Should be a good candidate for a Beismeiser fence system
While it's apart, how about retrofitting a dust collection into it..
Pics would be good:thumbsup:
Good luck


----------



## cabinetman (Jul 5, 2007)

Many of the aftermarket fence systems will work. I'm also partial to the Biesemeyer. Your saw could have been equipped with a 5 HP 3 PH motor. Check your motor, as it may not be the original, and the power required (110V-120V or 220-240V).













 







.


----------



## knotscott (Nov 8, 2007)

Rick - I think a pic would help a lot of us visualize what you've got, as I doubt a lot of us recognize the model number....at least I don't.


----------



## RICK KANE (Oct 3, 2011)

*Pictures*


----------



## knotscott (Nov 8, 2007)

Wow...that's a monster saw! Guess I was expecting a small contractor saw...(thanks for posting the pic).

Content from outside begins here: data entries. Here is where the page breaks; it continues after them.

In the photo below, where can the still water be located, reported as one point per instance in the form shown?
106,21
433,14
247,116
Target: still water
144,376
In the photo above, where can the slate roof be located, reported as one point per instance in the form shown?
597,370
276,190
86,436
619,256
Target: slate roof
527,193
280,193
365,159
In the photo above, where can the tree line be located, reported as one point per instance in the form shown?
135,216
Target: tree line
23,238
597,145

The Biese would be my first choice, but it's usually pretty expensive. If you can't find an attractive deal, I wouldn't hesitate to get a good Biese clone like the Jet Xacta II, PM Accu Fence, HTC, General T-fence, or Shop Fox Classic. The Vega fences are nice too....the Vega Pro 40 is on sale for ~ $280 shipped.


----------



## dodgeboy77 (Mar 18, 2009)

I really couldn't quite appreciate the size of your saw because there wasn't much in the picture to give a sense of scale. I looked it up on the OWWM site and saw more pictures like this one: http://vintagemachinery.org/photoindex/detail.aspx?id=7369

That's a big saw! Incidentally, a Unifence would be another good fence option. You may be able to find a used one without breaking the bank.

Bill


----------



## RICK KANE (Oct 3, 2011)

Yeah it took 6 guys to get it in the back of my truck. And 3 guys to take the table off...
Any help on replacing bearings, information on the pulley system, where to find an arbor wrench, or any other "must do" things with an old saw like this? Thanks a lot guys.


----------